Prime Minister Robert Fico announced on February 22 that Slovakia will not ratify the Istanbul Convention as long as doubts persist about its accordance with the Slovak Constitution, particularly its paragraph about marriage as a bond between a man and a woman.

Fico’s statement came on the heels of protests against the Convention organised by people from conservative Christian circles. One such protest was staged in the northern-Slovak town of Tvrdošín on February 10.
Instead of ratifying the Istanbul Convention as a whole, Fico proposes to introduce national laws that would increase the protection of women from domestic violence.
“Any violence against women is unacceptable and has no place in our society,” Fico said as quoted by the Sme daily, and added that the protection of women’s rights is particularly important at a time when migrants make up more and more of the European population and bring with them “cultural and social patterns from their countries of origin”, including the perception of a woman as a submissive human being.

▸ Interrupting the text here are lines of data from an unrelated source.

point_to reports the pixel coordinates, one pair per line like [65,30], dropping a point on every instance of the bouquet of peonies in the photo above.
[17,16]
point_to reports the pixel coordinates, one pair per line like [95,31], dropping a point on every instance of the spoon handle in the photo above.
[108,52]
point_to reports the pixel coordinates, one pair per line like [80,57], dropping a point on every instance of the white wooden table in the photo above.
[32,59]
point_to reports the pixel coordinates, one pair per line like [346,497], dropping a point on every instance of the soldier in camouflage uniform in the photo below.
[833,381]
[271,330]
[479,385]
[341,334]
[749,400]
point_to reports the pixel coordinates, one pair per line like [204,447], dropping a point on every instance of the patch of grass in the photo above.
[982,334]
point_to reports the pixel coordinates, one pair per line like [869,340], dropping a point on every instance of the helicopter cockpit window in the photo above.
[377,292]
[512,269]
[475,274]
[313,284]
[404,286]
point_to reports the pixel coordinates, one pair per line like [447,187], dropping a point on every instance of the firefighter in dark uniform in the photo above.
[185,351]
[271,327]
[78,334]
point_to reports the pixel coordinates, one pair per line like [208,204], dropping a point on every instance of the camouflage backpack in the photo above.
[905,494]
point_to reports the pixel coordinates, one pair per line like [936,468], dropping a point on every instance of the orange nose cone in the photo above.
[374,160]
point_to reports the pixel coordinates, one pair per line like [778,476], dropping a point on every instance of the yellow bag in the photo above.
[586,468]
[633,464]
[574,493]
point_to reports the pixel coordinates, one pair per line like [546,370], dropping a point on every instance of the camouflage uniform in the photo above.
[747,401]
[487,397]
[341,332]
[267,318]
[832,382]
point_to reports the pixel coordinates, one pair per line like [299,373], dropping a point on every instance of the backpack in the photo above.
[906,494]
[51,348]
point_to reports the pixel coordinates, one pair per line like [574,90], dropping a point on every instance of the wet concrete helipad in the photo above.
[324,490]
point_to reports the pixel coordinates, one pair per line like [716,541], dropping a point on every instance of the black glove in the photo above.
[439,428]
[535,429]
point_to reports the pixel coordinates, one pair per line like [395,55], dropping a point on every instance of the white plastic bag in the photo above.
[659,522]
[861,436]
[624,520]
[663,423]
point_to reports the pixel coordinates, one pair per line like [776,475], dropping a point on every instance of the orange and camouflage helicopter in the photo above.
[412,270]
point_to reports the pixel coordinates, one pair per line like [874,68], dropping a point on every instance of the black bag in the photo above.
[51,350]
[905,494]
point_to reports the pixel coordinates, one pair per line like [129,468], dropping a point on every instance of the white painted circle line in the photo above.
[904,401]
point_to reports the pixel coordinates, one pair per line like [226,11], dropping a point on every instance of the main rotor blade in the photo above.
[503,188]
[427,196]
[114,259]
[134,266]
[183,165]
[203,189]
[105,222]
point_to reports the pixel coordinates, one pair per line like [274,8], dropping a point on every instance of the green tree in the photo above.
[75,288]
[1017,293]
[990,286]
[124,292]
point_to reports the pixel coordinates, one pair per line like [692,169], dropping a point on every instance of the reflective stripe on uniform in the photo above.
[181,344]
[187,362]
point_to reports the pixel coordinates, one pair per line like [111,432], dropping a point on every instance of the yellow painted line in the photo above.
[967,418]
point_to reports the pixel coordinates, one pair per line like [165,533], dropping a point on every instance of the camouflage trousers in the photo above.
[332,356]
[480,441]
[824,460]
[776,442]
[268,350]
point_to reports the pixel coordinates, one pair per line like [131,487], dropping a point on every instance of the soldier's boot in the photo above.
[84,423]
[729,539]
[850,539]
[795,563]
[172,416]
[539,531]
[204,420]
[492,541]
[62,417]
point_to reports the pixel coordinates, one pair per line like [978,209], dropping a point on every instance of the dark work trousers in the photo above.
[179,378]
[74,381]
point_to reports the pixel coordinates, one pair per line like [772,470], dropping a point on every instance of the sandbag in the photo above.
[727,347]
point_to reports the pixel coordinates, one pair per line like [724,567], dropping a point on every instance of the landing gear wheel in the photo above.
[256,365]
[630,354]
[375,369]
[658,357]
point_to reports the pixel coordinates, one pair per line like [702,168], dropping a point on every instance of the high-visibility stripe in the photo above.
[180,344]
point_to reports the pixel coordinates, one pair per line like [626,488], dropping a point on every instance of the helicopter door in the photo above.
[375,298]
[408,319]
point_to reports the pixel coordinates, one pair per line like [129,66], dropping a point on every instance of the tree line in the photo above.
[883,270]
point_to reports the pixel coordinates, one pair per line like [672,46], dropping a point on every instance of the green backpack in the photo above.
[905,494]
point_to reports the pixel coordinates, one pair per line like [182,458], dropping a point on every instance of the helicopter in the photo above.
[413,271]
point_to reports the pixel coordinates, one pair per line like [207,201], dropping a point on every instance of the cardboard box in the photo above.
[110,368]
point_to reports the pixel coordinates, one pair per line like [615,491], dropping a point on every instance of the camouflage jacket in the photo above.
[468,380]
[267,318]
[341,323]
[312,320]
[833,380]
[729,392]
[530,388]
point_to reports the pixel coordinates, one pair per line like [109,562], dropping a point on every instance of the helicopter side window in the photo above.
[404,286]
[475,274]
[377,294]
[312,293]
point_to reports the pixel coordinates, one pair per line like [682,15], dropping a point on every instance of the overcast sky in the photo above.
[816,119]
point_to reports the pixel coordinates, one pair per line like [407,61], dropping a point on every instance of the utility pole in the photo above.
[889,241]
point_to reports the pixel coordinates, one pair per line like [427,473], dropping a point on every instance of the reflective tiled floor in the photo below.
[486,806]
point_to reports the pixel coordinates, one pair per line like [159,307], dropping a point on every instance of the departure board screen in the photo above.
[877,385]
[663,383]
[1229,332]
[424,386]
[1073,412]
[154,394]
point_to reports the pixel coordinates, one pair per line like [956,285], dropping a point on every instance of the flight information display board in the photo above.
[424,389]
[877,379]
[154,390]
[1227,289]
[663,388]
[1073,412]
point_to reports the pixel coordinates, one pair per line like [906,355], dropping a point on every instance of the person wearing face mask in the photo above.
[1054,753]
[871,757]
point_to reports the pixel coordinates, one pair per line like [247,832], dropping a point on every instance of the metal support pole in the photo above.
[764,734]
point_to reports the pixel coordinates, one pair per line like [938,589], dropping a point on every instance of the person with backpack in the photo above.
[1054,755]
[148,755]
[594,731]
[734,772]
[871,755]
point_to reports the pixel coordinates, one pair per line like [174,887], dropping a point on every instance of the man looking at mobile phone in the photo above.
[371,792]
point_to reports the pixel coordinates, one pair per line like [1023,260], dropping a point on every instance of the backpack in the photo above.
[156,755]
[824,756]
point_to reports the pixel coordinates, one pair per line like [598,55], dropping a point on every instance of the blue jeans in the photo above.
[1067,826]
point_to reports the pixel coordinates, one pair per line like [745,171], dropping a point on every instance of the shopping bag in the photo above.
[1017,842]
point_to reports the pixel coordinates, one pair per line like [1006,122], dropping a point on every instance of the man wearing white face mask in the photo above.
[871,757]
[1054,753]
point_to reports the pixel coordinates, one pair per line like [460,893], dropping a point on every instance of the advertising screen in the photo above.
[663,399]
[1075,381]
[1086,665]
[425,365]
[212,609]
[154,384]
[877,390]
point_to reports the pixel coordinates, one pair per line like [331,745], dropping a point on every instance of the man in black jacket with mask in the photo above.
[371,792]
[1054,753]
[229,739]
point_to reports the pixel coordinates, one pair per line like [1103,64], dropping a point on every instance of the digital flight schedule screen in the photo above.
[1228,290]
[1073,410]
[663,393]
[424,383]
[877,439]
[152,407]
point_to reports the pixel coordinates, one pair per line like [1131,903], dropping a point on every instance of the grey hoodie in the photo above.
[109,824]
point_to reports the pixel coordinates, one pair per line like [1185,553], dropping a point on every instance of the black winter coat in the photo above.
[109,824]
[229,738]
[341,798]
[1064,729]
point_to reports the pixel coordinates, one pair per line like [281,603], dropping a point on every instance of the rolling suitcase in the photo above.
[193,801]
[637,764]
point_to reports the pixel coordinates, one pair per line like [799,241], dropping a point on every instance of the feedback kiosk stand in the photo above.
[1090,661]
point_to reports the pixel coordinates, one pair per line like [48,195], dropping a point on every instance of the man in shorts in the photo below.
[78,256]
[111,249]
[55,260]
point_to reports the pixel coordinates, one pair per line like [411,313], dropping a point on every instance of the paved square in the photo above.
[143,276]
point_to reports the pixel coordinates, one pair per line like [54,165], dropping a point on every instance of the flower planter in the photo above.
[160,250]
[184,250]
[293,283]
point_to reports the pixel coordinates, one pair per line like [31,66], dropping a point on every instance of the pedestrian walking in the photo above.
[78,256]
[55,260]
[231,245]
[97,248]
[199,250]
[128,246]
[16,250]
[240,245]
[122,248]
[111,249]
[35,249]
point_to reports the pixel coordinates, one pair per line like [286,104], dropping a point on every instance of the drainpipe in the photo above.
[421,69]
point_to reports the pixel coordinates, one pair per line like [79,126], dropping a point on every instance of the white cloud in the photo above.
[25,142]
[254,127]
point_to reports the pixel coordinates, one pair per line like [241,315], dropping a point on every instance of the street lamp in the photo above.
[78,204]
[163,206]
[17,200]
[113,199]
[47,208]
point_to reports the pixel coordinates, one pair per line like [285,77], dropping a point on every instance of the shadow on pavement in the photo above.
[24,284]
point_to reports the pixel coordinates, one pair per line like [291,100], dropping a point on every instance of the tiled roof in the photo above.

“I am against the emergence of compact Muslim communities in Slovakia on principle,” Fico said, as quoted by Sme. “So that these communities are not able to preserve the habits that Europe and its Christian historical roots refute as wrong and unjust.”
Christian Churches in Slovakia issued a joint statement earlier on February 22 speaking against the Istanbul Convention and calling on the government to withdraw its signature from the document. The religious representatives, just like Fico, labelled the Convention “controversial”.

“We are in favour of the protection of women from any violence whatsoever but we cannot agree with the ideologies that present equality as sameness and go as far as to deny the differences between men and women,” the statement reads, as quoted by Sme.